Dembélé hat trick sends France top of Group I with 4-1 win

By Joe Burgett ·
Dembélé hat trick sends France top of Group I with 4-1 win

Ousmane Dembélé turned France’s final Group I match into a showcase, scoring a first-half hat trick in a 4-1 victory over Norway at Boston Stadium that sent France through as group winners. Désiré Doué added a stoppage-time fourth after Thelo Aasgaard had briefly pulled Norway level, but the night belonged to a French attack that looked deeper, faster and more varied than a routine group-stage winner.

Dembélé scored in the 7th, 20th and 32nd minutes, with one of the goals set up by Kylian Mbappé. The sequence mattered as much as the total. France did not rely on a single pattern or a single finisher; it found width, vertical running and enough combination play to keep Norway shifting backward for long stretches. By halftime, the match had already become a statement about France’s attacking ceiling rather than just a ticket into the knockout rounds.

France entered the match already assured of a place in the round of 16, but the performance suggested more than progression. FIFA had moved France up to second in its ranking before kickoff, and this was the sort of display that gives that status weight: control of tempo, decisive finishing and scoring from multiple players. Dembélé arrived at the World Cup after helping Paris Saint-Germain win the UEFA Champions League in 2025 and 2026, and his sharpness against Norway was a reminder of how dangerous France becomes when its wide forwards and midfield runners are synchronized.

AI-generated illustration
AI-generated illustration

Norway offered a different test, but not a full-strength one. Erling Haaland did not start, and ESPN’s live coverage described Norway as a much-changed side, with Burley later criticizing the selection approach as a “defeatist attitude.” Even so, Aasgaard’s 21st-minute equalizer briefly asked a real question of France, and France answered immediately with another wave of pressure and another Dembélé goal.
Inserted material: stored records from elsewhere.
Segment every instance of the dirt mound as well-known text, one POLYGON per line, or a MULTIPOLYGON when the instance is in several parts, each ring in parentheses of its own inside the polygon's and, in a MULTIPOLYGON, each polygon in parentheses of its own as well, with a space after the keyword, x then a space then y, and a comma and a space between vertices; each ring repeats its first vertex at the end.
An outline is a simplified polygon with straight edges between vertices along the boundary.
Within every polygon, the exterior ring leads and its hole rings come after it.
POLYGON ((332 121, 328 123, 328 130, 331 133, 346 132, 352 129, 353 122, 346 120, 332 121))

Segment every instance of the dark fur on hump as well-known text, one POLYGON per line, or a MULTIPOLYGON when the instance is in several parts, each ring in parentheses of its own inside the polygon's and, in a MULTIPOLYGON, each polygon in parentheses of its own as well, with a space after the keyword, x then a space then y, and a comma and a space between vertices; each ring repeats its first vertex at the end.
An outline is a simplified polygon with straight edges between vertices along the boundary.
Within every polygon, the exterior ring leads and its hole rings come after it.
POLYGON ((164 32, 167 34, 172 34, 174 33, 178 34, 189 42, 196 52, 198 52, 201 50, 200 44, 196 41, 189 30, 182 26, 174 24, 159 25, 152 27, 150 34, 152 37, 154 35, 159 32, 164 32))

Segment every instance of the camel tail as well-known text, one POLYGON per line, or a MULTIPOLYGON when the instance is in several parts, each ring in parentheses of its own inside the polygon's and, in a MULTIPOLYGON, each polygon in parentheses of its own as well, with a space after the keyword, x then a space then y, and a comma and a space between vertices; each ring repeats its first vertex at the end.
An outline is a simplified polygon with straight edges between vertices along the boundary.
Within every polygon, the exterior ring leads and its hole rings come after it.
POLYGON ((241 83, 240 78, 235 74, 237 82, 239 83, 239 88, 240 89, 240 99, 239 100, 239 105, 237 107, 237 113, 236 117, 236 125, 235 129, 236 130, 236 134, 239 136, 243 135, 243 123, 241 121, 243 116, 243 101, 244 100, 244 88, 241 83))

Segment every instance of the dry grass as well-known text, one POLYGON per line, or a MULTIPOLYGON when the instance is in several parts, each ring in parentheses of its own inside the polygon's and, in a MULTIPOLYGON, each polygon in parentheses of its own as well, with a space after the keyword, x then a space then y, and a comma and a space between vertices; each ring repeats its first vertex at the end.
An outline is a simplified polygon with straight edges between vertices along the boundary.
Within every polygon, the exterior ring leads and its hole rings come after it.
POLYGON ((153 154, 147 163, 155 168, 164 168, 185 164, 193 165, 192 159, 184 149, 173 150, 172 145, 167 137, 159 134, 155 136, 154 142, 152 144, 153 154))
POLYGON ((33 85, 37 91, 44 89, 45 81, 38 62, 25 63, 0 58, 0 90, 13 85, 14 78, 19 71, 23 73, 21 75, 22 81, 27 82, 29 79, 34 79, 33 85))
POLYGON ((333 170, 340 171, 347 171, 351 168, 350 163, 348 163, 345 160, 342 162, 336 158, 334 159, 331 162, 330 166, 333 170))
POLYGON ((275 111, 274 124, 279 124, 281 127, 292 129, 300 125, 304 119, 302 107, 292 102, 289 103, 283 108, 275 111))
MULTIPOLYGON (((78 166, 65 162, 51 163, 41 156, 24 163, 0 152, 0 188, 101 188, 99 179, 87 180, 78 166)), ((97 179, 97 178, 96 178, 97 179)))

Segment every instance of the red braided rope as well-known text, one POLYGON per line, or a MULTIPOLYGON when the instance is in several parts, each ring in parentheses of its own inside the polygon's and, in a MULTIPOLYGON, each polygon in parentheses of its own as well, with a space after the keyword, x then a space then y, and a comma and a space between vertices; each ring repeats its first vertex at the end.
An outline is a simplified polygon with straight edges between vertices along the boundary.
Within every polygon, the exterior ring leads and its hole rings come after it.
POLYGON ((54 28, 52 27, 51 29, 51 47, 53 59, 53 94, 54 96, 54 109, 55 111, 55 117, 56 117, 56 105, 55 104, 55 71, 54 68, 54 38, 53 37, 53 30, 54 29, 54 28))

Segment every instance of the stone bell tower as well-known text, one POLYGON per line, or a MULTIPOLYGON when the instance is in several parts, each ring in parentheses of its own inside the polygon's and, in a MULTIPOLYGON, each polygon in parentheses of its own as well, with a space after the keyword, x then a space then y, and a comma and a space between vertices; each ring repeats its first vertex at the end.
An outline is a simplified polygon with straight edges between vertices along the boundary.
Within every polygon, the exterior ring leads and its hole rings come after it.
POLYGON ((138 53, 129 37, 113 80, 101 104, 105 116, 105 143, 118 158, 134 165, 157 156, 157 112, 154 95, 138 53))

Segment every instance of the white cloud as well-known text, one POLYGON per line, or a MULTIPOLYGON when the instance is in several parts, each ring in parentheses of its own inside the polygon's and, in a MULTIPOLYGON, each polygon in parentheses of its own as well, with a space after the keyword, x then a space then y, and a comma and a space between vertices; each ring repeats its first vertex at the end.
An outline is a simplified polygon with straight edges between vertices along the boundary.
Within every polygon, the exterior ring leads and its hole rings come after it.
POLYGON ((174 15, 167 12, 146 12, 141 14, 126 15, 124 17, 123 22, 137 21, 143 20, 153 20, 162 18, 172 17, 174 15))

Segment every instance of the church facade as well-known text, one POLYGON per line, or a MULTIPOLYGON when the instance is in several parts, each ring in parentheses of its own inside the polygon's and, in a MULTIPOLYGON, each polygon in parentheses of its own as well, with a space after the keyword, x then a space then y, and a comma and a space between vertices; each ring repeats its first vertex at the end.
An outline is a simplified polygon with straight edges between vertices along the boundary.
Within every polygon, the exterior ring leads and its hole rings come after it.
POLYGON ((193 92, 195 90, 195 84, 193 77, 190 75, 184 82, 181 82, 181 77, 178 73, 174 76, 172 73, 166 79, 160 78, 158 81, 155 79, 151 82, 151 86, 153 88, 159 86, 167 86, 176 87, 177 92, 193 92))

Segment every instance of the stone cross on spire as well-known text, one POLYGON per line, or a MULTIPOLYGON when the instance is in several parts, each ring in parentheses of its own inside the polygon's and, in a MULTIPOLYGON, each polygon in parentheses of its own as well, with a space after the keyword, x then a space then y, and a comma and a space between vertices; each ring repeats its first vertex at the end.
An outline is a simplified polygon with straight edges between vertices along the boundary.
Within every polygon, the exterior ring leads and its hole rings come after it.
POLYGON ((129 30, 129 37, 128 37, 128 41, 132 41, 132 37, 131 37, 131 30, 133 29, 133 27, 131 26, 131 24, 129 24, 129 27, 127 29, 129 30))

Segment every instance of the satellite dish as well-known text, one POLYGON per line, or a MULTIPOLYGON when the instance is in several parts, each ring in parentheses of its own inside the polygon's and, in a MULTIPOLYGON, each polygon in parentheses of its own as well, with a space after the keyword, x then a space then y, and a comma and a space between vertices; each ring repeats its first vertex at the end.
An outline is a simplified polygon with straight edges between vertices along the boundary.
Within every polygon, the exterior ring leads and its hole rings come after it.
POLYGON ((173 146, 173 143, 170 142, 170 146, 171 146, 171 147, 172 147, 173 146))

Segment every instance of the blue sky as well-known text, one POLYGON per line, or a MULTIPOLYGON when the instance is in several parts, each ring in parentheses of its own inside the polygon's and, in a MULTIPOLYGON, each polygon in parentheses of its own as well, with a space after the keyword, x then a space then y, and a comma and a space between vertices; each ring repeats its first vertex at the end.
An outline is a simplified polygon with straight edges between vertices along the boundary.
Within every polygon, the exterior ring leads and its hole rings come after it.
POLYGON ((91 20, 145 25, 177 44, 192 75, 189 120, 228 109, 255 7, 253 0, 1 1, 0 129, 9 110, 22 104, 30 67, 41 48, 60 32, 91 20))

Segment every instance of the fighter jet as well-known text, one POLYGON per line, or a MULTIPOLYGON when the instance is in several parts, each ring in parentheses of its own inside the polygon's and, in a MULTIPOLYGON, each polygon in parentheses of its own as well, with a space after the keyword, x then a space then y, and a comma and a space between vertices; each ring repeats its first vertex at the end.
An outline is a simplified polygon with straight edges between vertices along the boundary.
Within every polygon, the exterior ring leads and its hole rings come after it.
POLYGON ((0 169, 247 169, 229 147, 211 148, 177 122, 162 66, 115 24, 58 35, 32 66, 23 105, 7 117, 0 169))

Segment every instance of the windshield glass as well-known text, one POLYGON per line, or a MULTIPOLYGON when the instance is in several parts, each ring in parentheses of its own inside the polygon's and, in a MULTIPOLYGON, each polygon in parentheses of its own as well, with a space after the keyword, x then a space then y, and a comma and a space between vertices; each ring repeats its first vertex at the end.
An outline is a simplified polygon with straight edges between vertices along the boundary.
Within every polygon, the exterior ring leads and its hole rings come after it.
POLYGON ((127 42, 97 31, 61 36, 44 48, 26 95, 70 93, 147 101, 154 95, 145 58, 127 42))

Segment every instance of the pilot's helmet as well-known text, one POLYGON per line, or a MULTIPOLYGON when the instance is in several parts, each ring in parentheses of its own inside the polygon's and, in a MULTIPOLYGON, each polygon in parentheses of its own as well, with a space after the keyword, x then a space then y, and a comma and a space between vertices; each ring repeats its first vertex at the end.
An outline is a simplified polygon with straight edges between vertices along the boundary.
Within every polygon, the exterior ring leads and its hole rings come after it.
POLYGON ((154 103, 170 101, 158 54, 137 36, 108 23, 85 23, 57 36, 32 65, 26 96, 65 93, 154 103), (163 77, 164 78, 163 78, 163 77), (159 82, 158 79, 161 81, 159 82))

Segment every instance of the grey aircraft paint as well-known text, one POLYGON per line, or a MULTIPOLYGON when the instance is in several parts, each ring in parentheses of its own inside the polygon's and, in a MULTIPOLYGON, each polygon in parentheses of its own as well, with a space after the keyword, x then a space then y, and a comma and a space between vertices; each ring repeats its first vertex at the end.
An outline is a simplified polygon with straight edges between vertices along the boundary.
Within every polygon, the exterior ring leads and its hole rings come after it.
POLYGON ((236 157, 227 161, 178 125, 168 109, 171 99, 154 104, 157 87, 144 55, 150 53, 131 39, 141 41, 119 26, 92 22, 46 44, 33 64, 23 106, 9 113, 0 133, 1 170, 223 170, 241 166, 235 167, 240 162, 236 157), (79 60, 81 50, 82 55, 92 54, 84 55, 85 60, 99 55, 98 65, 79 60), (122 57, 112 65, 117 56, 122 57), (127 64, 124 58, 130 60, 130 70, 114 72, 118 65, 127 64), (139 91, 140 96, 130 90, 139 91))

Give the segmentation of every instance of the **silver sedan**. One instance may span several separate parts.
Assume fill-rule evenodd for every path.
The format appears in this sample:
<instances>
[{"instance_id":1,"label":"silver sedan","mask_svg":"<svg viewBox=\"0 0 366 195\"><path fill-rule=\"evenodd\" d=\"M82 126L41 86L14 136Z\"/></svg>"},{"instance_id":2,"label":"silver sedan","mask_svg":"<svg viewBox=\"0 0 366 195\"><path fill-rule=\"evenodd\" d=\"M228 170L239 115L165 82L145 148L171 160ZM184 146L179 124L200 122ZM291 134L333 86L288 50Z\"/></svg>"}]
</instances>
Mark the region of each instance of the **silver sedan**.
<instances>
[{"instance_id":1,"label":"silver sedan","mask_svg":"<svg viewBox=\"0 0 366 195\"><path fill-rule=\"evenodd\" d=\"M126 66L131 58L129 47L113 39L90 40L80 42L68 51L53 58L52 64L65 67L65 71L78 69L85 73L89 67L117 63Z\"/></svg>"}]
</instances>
That response, more than the final margin, is what will linger for opponents studying France in the knockout rounds.

For France, the 4-1 scoreline also carried historical weight. ESPN noted that France won the 2018 World Cup and lost the final four years later, which made topping the group in 2026 more than a formality. It was a demonstration that France is not just advancing in the tournament, but advancing with the kind of attacking depth that can travel into the harder games ahead.